Here, ((\w+)\s(\w+)) is a nested capture group. group(1) captures the entire "John Doe", group(2) captures "John", and group(3) captures "Doe". group(4) captures the ID.

Non-Capturing Groups

Sometimes you need to group parts of a pattern for applying quantifiers or alternatives, but you don't need to capture the content. Non-capturing groups (?:...) are used for this purpose.

Create a new file named non_capturing.py in the ~/project directory.

touch ~/project/non_capturing.py

Open non_capturing.py and add the following code:

import re

def extract_domain_info(url):
    ## (?:) creates a non-capturing group
    pattern = r'https?://(?:www\.)?([^/]+)'
    match = re.match(pattern, url)

    if match:
        domain = match.group(1) ## Only the domain is captured
        return domain
    return None

url1 = 'https://www.example.com/path'
domain1 = extract_domain_info(url1)
print(f"Domain from '{url1}': {domain1}")

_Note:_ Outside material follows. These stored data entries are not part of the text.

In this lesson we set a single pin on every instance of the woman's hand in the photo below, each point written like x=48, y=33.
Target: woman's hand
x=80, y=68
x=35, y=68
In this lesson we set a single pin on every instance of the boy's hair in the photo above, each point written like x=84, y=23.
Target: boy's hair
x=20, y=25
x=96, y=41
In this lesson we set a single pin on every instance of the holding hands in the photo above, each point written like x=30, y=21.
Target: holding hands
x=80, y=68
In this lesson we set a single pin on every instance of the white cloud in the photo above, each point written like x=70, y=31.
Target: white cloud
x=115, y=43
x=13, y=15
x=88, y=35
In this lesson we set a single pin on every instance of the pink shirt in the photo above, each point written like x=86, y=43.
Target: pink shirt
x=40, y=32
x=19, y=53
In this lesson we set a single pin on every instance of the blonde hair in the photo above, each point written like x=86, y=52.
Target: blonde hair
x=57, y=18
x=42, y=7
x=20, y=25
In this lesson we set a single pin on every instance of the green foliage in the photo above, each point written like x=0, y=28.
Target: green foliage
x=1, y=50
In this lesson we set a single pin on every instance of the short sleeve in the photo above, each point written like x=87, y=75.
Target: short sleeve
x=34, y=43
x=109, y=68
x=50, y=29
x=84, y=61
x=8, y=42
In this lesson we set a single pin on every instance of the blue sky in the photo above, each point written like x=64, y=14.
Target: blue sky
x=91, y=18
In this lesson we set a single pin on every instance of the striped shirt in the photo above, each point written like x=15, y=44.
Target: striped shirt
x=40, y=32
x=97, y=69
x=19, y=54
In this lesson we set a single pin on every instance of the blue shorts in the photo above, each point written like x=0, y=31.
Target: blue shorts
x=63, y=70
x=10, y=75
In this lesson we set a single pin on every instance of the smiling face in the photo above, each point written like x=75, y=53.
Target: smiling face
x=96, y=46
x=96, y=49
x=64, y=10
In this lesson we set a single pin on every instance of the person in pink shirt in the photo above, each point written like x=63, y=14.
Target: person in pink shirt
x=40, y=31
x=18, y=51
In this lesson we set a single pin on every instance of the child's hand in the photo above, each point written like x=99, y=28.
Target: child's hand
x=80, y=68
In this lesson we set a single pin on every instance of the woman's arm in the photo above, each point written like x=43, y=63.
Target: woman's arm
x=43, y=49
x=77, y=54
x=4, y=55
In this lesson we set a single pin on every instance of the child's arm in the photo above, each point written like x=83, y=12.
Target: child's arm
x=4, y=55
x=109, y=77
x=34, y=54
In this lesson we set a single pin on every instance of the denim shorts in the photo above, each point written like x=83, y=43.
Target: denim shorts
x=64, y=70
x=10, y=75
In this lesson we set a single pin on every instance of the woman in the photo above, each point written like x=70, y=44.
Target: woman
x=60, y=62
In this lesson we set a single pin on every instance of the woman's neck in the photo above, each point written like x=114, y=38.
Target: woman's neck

url2 = 'http://example.org/another/path'
domain2 = extract_domain_info(url2)
print(f"Domain from '{url2}': {domain2}")

Save the file.

Run the script.

python ~/project/non_capturing.py

The output will show the extracted domain names:

Domain from 'https://www.example.com/path': example.com
Domain from 'http://example.org/another/path': example.org

In this example, (?:www\.)? matches "www." if it exists but does not capture it, so group(1) directly captures the domain name.

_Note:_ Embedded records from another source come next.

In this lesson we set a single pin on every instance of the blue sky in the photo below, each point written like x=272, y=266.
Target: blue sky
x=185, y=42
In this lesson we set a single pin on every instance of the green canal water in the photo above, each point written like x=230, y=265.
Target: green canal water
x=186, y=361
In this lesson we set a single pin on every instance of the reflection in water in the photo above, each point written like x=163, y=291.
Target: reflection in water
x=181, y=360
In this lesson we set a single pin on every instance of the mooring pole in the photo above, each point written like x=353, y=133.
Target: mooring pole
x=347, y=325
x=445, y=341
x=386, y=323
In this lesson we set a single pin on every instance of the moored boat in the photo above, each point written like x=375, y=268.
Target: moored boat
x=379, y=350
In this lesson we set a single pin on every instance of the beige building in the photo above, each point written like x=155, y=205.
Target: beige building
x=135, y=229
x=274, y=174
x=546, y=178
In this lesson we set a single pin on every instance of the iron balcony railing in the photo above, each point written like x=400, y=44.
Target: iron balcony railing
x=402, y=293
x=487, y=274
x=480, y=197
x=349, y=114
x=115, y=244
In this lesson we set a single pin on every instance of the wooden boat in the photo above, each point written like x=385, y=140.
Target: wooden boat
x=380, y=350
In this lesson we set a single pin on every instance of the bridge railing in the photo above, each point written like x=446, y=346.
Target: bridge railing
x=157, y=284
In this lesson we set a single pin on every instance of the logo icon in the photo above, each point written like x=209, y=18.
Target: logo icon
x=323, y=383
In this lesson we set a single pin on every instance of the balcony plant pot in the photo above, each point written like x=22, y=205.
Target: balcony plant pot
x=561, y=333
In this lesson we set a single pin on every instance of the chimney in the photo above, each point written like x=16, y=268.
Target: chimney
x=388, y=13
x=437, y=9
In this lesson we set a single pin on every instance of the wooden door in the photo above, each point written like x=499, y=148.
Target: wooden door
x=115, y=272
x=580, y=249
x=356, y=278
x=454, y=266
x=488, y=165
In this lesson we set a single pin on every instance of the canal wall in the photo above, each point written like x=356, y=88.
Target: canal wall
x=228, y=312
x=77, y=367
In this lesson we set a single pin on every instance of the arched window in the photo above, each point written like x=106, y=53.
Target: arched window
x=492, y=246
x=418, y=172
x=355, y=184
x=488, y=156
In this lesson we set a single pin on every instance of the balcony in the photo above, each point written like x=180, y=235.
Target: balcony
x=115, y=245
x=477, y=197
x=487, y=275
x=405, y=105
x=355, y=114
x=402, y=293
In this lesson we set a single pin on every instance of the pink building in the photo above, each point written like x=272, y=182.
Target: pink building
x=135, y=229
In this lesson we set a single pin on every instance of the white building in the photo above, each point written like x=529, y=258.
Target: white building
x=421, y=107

Using non-capturing groups can slightly improve performance and keeps the captured group indices cleaner when you only need to capture specific parts of a larger pattern.

Summary

In this lab, you have learned how to use regex capture groups in Python. You started with basic capture groups, then explored named capture groups for better readability. You also practiced using capture groups for practical data extraction tasks like parsing log files and URLs. Finally, you were introduced to advanced techniques like nested and non-capturing groups. By mastering these concepts, you can effectively extract and manipulate specific parts of text data using regular expressions in Python.